Oil and metals trading gives Glencore further boost

Published on: Oct 30, 2017
Author: Editor

A good year for oil and metals trading has led Glencore to upgrade its full-year guidance for the division for the third time since January, even as production volumes at its mining operations fell.

In an update on Monday, Glencore said its trading business was now expected to earn between $2.6bn and $2.8bn, following a strong performance in the three months to September. The previous full-year guidance was $2.4-$2.7bn in August, and $2.1-$2.4bn at the start of the year.

While the company did not explain the exact cause of the improvement, a number of factors have moved in its favour. Chief executive Ivan Glasenberg said in August that higher prices were good for its metals trading operations as they increased arbitrage opportunities.

Prices of both copper and zinc, where Glencore is a major miner and trader, have rallied significantly in 2017. Copper is up almost 25 per cent since January and traded above $7,000 a tonne earlier this month for the first time in three years.

Zinc, where Glencore is the largest trader, has risen by a similar amount and hit a 10-year high above $3,300 a tonne at the beginning of October. However, Glencore has also cut its guidance on production of both metals, citing short-term factors including power problems, industrial action and bad weather.

Analysts at RBC Capital Markets said that while production volumes had disappointed, earnings per share were likely to have risen because of higher commodity prices: “As we mark actual third quarter commodity prices in our model, the production misses were completely offset and actually cause a slight uplift in EPS (earnings per share). The lower production, especially in coal and zinc, likely helped to support prices, and in turn has offset their impact,” said RBC.

Volumes at Glencore’s oil trading business have risen to more than 6m barrels a day, after deals with Russia’s state-backed oil company Rosneft and Iraqi Kurdistan.

There has also been a general recovery in commodity markets in the past two years — a slump in 2015 raised concerns about Glencore’s debt load, forcing it to deleverage and raise cash.

On Monday, its shares were trading flat at 367p, up more than 50 per cent in the past year and more than four times higher than at their nadir in September 2015, although they remain below the 530p issue price six years ago.

The company, which has its primary listing in London, is now preparing to delist in Hong Kong, according to people familiar with the company. Only 0.3 per cent of its shares are registered there.

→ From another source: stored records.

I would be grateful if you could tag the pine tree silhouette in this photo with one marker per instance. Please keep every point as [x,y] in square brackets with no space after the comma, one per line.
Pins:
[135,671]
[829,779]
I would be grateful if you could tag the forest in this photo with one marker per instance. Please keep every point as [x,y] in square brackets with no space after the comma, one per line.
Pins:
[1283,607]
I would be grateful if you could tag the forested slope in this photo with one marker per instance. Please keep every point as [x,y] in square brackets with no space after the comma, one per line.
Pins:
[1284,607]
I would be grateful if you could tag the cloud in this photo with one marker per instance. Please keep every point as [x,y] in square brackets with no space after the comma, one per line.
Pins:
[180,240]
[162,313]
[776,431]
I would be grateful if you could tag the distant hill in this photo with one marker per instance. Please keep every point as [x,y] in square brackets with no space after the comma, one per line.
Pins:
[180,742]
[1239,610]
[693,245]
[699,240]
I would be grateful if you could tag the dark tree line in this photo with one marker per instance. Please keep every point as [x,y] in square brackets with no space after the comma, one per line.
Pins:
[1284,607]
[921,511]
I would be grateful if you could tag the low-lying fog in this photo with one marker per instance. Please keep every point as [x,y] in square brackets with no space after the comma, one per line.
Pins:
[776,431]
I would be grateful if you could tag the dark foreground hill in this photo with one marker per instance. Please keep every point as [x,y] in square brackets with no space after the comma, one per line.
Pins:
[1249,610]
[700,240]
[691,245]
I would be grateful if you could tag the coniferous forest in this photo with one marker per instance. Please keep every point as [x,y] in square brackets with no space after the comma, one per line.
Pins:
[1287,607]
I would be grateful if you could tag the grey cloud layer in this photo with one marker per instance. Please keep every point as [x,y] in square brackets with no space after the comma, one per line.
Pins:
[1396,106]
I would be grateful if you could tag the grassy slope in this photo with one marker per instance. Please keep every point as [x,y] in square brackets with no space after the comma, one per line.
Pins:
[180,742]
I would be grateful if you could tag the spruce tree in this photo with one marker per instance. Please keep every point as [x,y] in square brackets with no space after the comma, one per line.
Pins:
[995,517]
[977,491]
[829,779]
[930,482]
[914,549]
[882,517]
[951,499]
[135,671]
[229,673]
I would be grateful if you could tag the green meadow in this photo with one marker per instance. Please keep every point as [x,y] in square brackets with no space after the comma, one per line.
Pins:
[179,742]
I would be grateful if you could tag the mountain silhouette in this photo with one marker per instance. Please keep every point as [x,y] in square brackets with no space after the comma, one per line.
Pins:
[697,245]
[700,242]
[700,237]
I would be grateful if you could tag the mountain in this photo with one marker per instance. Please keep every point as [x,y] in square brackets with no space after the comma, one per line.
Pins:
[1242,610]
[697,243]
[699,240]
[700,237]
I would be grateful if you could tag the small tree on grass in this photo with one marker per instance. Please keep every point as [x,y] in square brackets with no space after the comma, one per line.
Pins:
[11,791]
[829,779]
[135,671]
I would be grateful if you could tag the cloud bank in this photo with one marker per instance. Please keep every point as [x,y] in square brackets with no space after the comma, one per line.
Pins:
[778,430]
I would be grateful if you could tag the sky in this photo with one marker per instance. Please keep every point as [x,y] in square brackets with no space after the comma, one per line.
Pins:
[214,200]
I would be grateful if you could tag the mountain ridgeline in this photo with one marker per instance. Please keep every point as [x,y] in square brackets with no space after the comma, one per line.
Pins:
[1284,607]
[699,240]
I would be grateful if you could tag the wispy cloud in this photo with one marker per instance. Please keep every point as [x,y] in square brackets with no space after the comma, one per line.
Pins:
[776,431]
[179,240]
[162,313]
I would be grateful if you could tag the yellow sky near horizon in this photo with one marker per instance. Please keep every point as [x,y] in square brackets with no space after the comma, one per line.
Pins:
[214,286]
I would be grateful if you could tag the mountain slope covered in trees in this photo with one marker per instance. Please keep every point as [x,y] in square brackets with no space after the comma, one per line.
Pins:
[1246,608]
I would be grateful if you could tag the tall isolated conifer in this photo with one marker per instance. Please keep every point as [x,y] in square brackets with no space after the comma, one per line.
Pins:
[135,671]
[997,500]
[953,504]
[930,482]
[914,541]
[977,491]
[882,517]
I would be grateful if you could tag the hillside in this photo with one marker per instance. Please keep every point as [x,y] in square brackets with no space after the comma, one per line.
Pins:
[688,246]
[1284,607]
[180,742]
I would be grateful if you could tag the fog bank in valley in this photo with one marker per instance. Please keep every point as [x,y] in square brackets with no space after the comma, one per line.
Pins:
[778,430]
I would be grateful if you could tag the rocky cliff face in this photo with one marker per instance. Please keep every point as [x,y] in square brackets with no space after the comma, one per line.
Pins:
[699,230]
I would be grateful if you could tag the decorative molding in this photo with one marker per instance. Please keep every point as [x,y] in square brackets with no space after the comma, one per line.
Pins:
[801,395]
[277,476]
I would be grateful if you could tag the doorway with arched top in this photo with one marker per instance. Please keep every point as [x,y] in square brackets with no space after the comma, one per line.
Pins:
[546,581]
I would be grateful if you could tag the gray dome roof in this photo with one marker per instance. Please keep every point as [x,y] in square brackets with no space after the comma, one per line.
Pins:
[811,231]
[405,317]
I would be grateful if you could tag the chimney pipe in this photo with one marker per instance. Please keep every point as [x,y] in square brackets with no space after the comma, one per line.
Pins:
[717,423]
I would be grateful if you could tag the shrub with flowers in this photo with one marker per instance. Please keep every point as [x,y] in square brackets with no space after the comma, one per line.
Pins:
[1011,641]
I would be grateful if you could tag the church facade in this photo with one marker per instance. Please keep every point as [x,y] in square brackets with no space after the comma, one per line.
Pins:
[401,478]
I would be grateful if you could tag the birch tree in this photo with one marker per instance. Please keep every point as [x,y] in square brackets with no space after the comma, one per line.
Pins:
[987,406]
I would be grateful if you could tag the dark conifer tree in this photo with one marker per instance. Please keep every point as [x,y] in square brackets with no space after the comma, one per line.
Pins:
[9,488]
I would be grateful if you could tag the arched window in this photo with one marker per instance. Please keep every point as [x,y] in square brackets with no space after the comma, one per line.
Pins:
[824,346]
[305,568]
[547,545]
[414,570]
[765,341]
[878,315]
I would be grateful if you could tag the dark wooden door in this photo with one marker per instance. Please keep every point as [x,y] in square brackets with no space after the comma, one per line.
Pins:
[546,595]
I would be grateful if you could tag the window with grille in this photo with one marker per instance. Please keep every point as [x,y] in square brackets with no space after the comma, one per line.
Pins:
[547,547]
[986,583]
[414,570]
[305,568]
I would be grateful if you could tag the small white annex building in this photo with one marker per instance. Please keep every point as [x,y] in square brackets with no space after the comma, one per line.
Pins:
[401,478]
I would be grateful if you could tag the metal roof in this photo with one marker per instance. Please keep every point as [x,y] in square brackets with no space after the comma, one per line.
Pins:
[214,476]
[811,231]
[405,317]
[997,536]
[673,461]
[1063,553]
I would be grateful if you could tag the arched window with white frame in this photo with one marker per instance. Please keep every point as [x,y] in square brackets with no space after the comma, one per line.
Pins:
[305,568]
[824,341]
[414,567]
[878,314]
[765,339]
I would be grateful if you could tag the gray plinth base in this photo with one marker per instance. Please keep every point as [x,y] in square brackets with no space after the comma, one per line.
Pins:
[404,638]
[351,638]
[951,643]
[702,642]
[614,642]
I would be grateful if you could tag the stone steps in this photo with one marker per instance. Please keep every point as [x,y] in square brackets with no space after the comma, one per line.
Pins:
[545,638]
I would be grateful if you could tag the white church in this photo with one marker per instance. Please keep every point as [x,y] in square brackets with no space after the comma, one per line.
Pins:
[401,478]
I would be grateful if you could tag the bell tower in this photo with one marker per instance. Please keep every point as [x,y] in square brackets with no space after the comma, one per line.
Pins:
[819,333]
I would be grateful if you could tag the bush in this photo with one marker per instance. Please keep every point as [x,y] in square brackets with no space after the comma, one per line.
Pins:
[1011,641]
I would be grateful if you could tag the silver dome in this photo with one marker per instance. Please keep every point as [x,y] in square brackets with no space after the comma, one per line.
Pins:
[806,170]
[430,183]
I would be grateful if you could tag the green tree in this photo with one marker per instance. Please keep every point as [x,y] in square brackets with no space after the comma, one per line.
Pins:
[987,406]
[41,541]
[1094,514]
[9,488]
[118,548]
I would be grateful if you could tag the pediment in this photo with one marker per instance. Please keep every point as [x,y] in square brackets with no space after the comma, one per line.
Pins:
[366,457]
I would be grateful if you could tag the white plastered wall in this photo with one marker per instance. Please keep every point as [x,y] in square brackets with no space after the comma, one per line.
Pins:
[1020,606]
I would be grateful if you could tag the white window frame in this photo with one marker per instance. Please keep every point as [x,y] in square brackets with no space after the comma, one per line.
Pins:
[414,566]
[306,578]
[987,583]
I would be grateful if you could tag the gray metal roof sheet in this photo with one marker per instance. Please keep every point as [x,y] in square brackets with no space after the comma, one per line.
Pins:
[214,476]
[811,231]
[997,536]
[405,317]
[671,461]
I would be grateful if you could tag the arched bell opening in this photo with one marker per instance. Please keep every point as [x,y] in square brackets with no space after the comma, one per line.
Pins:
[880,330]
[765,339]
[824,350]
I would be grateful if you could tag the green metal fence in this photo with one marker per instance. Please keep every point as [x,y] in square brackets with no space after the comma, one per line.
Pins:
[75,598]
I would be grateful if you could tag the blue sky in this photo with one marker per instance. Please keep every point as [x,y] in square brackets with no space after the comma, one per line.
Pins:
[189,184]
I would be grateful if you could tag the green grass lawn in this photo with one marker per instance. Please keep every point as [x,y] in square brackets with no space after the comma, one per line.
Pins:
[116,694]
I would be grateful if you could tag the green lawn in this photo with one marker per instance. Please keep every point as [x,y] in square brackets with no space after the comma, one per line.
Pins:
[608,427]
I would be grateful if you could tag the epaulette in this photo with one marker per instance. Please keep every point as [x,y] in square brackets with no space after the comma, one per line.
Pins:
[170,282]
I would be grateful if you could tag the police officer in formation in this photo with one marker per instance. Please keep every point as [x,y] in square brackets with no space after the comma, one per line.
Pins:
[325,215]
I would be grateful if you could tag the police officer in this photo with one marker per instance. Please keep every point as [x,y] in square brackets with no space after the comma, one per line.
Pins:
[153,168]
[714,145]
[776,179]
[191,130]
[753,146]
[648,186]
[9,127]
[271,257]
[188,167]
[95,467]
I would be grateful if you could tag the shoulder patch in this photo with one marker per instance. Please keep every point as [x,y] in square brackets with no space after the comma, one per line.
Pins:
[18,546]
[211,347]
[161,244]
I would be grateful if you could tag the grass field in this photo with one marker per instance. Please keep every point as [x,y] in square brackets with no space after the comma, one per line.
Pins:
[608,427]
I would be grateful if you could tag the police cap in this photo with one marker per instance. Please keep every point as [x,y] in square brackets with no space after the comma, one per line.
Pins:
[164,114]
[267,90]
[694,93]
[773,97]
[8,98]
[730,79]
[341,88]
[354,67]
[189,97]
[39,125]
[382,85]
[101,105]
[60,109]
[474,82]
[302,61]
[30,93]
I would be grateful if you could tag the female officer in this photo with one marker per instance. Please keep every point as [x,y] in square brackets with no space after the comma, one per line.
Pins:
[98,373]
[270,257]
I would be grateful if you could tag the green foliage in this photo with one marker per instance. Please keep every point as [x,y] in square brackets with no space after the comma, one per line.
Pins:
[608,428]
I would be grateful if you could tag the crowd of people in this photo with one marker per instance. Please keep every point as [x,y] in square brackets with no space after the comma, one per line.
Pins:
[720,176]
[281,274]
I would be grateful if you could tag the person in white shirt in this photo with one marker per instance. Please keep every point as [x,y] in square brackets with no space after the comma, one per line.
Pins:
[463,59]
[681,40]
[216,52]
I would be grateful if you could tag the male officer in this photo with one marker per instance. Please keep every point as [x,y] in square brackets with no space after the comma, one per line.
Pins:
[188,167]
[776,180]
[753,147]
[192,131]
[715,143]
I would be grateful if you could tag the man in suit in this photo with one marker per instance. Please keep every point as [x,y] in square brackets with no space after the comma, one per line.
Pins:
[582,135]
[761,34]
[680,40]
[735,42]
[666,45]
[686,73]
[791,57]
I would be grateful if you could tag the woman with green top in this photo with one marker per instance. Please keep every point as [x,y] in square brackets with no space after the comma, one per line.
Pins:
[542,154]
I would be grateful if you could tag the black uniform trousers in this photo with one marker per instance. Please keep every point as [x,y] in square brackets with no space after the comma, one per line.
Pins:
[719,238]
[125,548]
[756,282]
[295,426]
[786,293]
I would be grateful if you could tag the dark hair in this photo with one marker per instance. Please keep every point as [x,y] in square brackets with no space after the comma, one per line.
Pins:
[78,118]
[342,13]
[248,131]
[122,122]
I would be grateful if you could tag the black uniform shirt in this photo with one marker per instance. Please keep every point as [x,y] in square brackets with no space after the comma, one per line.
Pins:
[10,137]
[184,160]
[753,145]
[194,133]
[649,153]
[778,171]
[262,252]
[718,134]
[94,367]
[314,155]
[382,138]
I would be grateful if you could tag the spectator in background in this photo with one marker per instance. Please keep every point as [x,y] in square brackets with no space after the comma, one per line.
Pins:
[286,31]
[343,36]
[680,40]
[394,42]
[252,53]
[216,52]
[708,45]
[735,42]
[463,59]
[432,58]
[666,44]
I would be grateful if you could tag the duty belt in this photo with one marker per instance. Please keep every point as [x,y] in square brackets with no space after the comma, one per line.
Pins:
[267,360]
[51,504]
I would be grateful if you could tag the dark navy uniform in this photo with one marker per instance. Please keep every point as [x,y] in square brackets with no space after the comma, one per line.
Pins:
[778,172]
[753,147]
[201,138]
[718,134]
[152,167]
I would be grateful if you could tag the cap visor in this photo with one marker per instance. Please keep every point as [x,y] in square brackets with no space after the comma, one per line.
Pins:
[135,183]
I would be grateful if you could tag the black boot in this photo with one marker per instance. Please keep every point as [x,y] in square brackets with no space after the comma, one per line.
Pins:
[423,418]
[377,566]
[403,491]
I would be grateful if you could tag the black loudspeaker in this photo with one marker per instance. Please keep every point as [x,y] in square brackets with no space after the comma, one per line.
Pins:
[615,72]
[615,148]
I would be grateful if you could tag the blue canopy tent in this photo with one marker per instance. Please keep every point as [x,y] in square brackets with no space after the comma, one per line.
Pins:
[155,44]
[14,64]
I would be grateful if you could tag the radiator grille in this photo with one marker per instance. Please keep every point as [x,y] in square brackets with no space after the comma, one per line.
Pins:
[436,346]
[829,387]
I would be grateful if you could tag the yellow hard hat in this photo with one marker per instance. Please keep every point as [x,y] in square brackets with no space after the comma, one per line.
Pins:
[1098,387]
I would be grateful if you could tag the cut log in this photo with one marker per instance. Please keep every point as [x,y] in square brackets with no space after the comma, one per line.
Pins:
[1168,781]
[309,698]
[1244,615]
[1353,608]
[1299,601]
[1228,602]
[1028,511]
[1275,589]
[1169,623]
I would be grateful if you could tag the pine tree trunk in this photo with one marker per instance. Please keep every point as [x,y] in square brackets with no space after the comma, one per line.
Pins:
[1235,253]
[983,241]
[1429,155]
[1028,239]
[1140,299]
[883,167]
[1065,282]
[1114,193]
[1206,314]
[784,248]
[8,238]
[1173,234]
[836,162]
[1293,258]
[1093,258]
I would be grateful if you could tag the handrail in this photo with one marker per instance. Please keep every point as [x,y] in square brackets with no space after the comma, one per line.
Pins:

When Glencore launched its $60bn IPO in 2011, Mr Glasenberg said a secondary listing in Hong Kong would help the company to build its profile in the region, where most of its biggest customers are based, and to attract cornerstone investors.

Since then it has also done a secondary listing in South Africa, where it plans to remain, to allow it to tap into demand from investors whose options for buying international stocks are limited by caps on foreign investments and foreign exchange controls.